This after they sharply contradicted his foreign policy claims, on North Korea, ISIS, Iran and the need for a border wall at the Mexican border.

Trump’s response to his chiefs testimony before the Senate yesterday was an unprecedented Twitter dressing down of America’s top intelligence officials, where he called them “extremely passive and naive.”

He railed against FBI directory Christopher Wray, CIA director Gina Haspel, and Director of National Intelligence Dan Coats, who painted a different picture of America’s relationship with its foreign partners when they testified before the Senate Intelligence Committee.

Trump mixed up “their” with “there” in the same tweet where he said “intelligence should go back to school.”

He spent the morning in a defensive twitter storm about his foreign policy initiatives after Coats argued North Korea has no intention of giving up its nuclear weapons – in contrast to the president’s claim of success after his summit with Kim Jong-Un – and CIA director Gina Haspel warned ISIS was still dangerous after Trump claimed they had been beaten.

Additionally Coats, in his testimony, had a different take on one of Trump’s key assertions on Iran – that it had cheated on the spirit of the 2015 nuclear agreement. The president has argued Iran is still a nuclear threat.

Coats appeared to contradict that when he said Tehran was complying with the deal – even after Trump announced America’s withdrawal from it in May – and isn’t taking any steps toward a nuclear weapon.

‘We do not believe Iran is currently undertaking activities we judge necessary to produce a nuclear device,’ he said.

The divergent views of a president and his intelligence agencies may diminish trust from the public and from American allies about United States foreign policy goals. The disparities could also discourage Americans from working in the intelligence field.

“People risk their lives for the intelligence he just tosses aside on Twitter,” Senator Mark Warner of Virginia, the top Democrat on the Senate Intelligence Committee, said of Mr.

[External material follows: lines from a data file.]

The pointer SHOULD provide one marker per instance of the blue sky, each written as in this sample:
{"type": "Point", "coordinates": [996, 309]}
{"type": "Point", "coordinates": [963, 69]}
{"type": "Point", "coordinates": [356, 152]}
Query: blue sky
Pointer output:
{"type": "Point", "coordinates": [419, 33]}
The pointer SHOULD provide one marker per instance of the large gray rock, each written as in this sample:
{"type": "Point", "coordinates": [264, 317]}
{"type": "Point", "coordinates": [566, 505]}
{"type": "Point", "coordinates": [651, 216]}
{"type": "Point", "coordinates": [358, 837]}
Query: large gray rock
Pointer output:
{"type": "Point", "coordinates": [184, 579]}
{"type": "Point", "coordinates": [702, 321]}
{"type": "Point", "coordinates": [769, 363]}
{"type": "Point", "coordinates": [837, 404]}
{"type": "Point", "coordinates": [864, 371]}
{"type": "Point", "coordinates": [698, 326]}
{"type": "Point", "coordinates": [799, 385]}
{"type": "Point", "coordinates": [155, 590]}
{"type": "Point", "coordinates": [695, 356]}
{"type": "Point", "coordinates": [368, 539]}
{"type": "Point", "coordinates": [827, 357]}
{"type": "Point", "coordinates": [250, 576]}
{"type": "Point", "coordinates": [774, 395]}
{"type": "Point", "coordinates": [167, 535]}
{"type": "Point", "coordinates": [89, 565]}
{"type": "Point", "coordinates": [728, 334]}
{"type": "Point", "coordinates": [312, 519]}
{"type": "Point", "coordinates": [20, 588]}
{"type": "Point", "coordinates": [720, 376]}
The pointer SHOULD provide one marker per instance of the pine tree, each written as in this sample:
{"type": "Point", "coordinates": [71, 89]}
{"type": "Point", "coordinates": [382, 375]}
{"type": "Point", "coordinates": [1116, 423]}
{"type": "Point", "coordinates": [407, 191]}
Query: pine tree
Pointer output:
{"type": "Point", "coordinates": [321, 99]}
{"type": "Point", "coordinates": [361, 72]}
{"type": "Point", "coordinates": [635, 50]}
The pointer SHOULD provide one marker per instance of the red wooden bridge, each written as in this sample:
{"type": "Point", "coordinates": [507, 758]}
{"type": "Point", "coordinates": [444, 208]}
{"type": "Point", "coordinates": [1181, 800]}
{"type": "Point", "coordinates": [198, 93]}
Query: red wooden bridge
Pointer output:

Trump on Wednesday.

Representative Adam B. Schiff, Democrat of California and chairman of the House Intelligence Committee, said it was dangerous for the president to dismiss the findings of his own intelligence agencies.

Former CIA Director John Brennan, a frequent Trump critic who had his security clearance revoked by the president, retweeted Trump’s criticism and told the president: ‘All Americans, especially members of Congress, need to understand the danger you pose to our national security.’